SPIDER-based gradient estimation intertwined with L-BFGS achieves $\mathcal{O}(n+n^{1/2}\epsilon^{-2})$ SFO complexity for reaching first-order stationarity, which is optimal for nonconvex finite-sum problems (Zhang et al., 2020).
Variance-reduced multi-secant and limited-memory updates ensure positive definiteness via damped secant choices or regularization.

This family of methods demonstrates strong empirical improvements in both nonconvex machine learning tasks and large-scale optimization, specifically in rapid convergence and robustness to noise.
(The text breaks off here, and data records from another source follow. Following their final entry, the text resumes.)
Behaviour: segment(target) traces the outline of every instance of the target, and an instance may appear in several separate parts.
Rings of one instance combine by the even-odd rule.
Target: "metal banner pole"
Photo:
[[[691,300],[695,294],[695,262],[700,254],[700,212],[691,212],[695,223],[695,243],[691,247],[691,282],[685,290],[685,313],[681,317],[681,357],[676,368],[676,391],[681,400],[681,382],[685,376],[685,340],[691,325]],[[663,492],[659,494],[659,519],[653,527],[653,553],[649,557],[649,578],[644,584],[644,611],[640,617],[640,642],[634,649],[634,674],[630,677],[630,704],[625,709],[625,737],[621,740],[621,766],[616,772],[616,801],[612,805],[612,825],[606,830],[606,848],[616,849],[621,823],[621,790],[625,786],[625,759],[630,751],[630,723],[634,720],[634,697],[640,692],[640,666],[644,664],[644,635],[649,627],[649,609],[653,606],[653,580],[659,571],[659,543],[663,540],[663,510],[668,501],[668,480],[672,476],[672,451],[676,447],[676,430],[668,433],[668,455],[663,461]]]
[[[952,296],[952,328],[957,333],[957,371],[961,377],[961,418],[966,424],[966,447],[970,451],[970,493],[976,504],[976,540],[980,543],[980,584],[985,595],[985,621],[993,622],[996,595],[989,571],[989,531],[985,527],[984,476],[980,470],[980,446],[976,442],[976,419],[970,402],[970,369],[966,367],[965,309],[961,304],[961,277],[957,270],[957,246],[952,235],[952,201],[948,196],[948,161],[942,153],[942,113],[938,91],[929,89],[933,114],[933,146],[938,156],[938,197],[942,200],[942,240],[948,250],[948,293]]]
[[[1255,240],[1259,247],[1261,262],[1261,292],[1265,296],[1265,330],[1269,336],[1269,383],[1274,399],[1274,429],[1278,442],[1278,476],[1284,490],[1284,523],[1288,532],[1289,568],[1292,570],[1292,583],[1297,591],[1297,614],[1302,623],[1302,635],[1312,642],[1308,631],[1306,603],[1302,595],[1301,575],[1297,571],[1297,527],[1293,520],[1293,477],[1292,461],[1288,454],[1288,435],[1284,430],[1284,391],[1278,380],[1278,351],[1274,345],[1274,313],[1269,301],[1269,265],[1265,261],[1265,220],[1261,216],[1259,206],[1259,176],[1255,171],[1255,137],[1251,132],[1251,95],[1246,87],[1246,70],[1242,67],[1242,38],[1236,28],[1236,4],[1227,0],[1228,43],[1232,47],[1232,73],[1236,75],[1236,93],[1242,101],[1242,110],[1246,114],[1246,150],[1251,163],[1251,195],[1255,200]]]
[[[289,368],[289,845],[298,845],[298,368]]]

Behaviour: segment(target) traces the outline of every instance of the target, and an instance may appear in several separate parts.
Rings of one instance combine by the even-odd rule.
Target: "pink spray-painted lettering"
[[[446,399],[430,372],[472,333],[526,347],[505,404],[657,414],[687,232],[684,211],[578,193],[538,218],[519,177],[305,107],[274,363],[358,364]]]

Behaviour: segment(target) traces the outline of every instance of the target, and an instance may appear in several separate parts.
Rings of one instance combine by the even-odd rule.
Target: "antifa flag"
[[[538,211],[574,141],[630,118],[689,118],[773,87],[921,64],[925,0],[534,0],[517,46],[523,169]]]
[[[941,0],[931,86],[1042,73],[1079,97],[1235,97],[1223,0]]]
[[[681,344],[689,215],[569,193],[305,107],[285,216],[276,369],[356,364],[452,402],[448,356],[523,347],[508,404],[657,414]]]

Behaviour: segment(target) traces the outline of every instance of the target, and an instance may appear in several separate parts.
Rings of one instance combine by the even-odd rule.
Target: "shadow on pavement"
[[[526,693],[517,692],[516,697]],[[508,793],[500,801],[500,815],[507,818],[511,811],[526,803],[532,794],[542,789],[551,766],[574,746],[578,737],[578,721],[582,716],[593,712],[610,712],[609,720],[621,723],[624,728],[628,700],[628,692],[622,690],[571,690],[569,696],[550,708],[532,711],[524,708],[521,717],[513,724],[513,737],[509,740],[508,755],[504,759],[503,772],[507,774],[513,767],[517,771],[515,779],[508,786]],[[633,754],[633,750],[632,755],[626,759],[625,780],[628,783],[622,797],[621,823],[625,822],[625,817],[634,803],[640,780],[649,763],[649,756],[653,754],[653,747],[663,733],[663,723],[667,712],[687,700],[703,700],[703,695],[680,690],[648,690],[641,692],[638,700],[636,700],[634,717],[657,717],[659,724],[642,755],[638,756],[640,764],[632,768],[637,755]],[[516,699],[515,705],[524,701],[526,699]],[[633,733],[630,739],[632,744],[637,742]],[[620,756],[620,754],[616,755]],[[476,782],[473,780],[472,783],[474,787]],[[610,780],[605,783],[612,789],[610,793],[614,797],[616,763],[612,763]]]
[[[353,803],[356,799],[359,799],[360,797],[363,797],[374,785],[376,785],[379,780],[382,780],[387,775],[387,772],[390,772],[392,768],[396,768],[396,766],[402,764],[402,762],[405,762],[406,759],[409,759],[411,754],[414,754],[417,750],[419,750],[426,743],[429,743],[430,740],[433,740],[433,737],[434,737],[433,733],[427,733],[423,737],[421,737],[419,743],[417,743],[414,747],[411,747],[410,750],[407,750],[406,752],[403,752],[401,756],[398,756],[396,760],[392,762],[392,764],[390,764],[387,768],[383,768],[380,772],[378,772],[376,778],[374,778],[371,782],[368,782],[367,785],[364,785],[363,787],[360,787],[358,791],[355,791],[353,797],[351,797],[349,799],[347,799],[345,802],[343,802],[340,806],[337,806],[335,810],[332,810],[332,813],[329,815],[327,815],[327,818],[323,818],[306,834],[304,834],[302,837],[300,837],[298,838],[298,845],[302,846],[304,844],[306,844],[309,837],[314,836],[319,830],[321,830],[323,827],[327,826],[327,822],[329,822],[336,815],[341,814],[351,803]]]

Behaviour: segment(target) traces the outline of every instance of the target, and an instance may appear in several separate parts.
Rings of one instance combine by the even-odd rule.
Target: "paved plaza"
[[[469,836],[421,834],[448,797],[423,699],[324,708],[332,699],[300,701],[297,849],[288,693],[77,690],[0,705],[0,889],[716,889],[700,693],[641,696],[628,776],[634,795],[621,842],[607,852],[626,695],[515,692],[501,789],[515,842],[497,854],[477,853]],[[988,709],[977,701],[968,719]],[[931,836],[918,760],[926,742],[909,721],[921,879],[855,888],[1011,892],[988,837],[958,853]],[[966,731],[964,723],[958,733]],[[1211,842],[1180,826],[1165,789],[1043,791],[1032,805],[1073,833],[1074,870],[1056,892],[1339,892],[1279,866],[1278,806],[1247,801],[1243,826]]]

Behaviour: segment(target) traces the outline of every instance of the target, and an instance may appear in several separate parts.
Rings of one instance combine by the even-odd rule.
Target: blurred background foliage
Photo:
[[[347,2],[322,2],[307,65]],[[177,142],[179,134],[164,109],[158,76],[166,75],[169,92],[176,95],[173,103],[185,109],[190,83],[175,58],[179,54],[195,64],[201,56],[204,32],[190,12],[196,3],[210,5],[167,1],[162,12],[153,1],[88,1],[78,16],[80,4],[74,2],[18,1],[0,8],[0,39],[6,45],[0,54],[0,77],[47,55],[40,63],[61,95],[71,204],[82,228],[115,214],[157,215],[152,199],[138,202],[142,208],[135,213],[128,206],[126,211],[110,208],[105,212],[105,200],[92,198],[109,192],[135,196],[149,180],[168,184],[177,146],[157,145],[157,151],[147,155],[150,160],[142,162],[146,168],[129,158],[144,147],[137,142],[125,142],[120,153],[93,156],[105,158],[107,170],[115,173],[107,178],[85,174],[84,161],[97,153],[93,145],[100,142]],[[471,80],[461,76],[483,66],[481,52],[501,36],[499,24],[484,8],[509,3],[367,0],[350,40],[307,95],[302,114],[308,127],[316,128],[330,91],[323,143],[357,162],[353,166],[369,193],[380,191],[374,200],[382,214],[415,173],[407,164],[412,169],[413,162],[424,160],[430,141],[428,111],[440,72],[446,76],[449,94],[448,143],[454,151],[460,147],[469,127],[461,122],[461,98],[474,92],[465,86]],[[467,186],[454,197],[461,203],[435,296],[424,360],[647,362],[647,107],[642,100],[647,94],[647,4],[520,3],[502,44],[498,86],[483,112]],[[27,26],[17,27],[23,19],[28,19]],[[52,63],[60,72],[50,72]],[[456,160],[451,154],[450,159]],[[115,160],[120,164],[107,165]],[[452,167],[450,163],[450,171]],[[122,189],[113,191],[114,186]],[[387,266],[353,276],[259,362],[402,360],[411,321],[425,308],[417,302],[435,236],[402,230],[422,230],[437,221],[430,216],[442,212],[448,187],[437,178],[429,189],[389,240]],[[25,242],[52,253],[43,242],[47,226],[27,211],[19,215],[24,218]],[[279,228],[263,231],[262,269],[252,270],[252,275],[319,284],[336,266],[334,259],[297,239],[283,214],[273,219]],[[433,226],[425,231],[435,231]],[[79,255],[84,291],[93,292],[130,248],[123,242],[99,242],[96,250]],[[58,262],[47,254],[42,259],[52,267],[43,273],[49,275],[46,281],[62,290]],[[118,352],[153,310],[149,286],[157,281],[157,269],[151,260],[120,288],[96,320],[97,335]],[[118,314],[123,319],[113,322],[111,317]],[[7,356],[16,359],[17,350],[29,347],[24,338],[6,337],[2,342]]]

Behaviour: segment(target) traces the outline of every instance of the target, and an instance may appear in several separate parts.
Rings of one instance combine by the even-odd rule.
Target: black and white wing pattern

6. Theoretical Guarantees, Convergence and Conditioning

Under standard assumptions (Lipschitz continuity, strong convexity, and boundedness of update matrices), quasi-Newton acceleration results in:

Local superlinear (often nearly quadratic) convergence to optima, provided that the Hessian approximation error diminishes appropriately ( $\|E_k\|\to 0$ at least linearly with error norm) (Mikkelsen et al., 2023, Jin et al., 2022).
Global $O(1/k)$ or accelerated $O(1/k^2)$ rates in appropriately regularized convex settings or with sufficiently accurate Hessian approximations (Agafonov et al., 27 Aug 2025, Scieur, 2023, Ghanbari et al., 2016).
Robustness to rounding and step-approximation errors: quadratically fast convergence is retained until stagnation at the level of floating-point precision $u$ , provided the relative step error is $O(\sqrt{u})$ (Mikkelsen et al., 2023).

In partitioned multiphysics FSI, numerical studies establish that interface quasi-Newton acceleration reduces convergence iteration counts by orders of magnitude, stabilizes previously parameter-sensitive schemes, and achieves convergence rates almost flat in penalty parameter variation (Spenke et al., 2022).

7. Practical Applications and Guidelines

Quasi-Newton acceleration is applicable wherever sequential iterates admit secant information, and especially where explicit Hessian or Jacobian computation is infeasible or costly. Applications include:

Large-scale statistical learning, sparse recovery, and variational problems via proximal splitting (Becker et al., 2018, Becker et al., 2012, Ghanbari et al., 2016).
Partitioned domain decomposition and multi-physics simulation (CFD-FSI, fluid–porous, thermo-mechanics), through interface acceleration and black-box coupling (Spenke et al., 2022).
Stochastic and online optimization for deep learning, where limited-memory, regularized, and momentum-enhanced SQN are particularly effective (Zhang et al., 2020, Indrapriyadarsini et al., 2019, Indrapriyadarsini et al., 2021).
Inexact and noisy environments, where penalty-based updates or adaptive regularization provide robustness (Berglund et al., 4 Mar 2024).

Common implementation guidelines include:

Limit the number of secant pairs to a manageable (5–10) for stability and computational tractability.
Regularize or project to ensure positive-definiteness, especially in stochastic, nonconvex, or multi-secant settings (Lee et al., 9 Apr 2025, Berglund et al., 4 Mar 2024).
Employ adaptive parameterization to reduce parameter sensitivity (e.g., penalty parameters or step lengths) (Spenke et al., 2022).

Summary Table: Key Variants and Contexts

Context	Secant Strategy	Robustification	Typical Gains
Partitioned FSI/PDE	Multi-secant IQN	IMVLS, Robin penalization	Flat param. sensitivity, ~4× fewer iterations
Composite minimization	Rank-1/r updates	Semi-smooth dual for prox	5–10× fewer iters vs. ISTA/FISTA
Stochastic opt / NN train	Limited-memory LBFGS, MoQ	Dampening, regularization	Up to 5× speedup over L-BFGS/SGD
Action-constrained solvers	Subspace matching	Least change, preconditioning	2–5× wall-time reduction

This illustrates that quasi-Newton acceleration constitutes a highly general and adaptable family of schemes, capable of delivering substantial speedups, improved stability, and broad robustness across nonlinear and high-dimensional scientific and engineering computation.